Cape Town May Become First City to Run Out of Water

Day Zero is approaching in a matter of months, not years.

Cape Town approaches Day Zero when they run out of water

After three years of droughts, Cape Town, South Africa, has set Day Zero—the day the town runs out of water—for April 21, 2018. Cape Town could become the first major city in the world to run out of water if rain does not refill the dwindling dams soon.

The city’s main water source, the Voëlvlei Dam, is at less than 20% capacity and quickly shrinking, according to CBS News. Currently, each Cape Town resident is only allowed 23 gal of water per day with this number slated to drop to 13 gal per day next month.

Once Day Zero arrives, the city will shut off taps city-wide except at essential locations such as hospitals.
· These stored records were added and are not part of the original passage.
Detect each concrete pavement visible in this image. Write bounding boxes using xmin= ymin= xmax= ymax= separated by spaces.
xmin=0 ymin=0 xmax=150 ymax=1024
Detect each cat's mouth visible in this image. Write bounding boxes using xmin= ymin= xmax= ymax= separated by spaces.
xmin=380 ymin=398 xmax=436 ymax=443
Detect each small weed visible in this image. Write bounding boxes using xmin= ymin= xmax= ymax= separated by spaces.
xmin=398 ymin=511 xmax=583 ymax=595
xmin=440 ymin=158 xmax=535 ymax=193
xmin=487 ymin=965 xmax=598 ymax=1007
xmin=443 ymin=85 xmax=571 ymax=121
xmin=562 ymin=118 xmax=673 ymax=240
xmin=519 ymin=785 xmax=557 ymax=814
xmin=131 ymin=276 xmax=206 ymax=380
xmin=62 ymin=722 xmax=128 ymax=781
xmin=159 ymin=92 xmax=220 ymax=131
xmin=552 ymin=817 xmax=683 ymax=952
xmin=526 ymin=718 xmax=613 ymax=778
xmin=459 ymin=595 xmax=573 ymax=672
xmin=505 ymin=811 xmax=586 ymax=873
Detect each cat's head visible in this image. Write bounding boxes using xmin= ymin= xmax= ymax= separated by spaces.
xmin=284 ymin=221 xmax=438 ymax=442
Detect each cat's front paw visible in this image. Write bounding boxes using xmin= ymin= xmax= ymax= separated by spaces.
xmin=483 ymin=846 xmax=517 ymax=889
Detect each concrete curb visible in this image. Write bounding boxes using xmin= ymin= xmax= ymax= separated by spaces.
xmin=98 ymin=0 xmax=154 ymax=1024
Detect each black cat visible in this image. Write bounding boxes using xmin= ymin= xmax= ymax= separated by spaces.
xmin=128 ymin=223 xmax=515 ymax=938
Residents will be forced to queue for their daily water ration of 25 litres per day, city officials have warned. Officials are urging residents to cut back their water consumption—every single drop of water is precious.

The city is hurrying to find alternate solutions such as recycling wastewater and using aquifers to extract groundwater, reported Newsweek. However, even heavy rains will not divert the crisis for long. The ever increasing annual temperatures in Cape Town mean that any water accumulation will quickly become subject to evaporation. Now more than ever, water conservation and alternative water sources are essential.


I don't understand why they haven't put in a Desal plant yet if this has been an anticipated problem. It's not like it's new technology, unless there are other reasons they can't build one there.


They are currently in the process of constructing three at Strandfontein, Monwabisi, and the V&A waterfront, which they expect to complete by May. The city has tentative plans to build more, but no concrete plans yet. I hope this answers your question.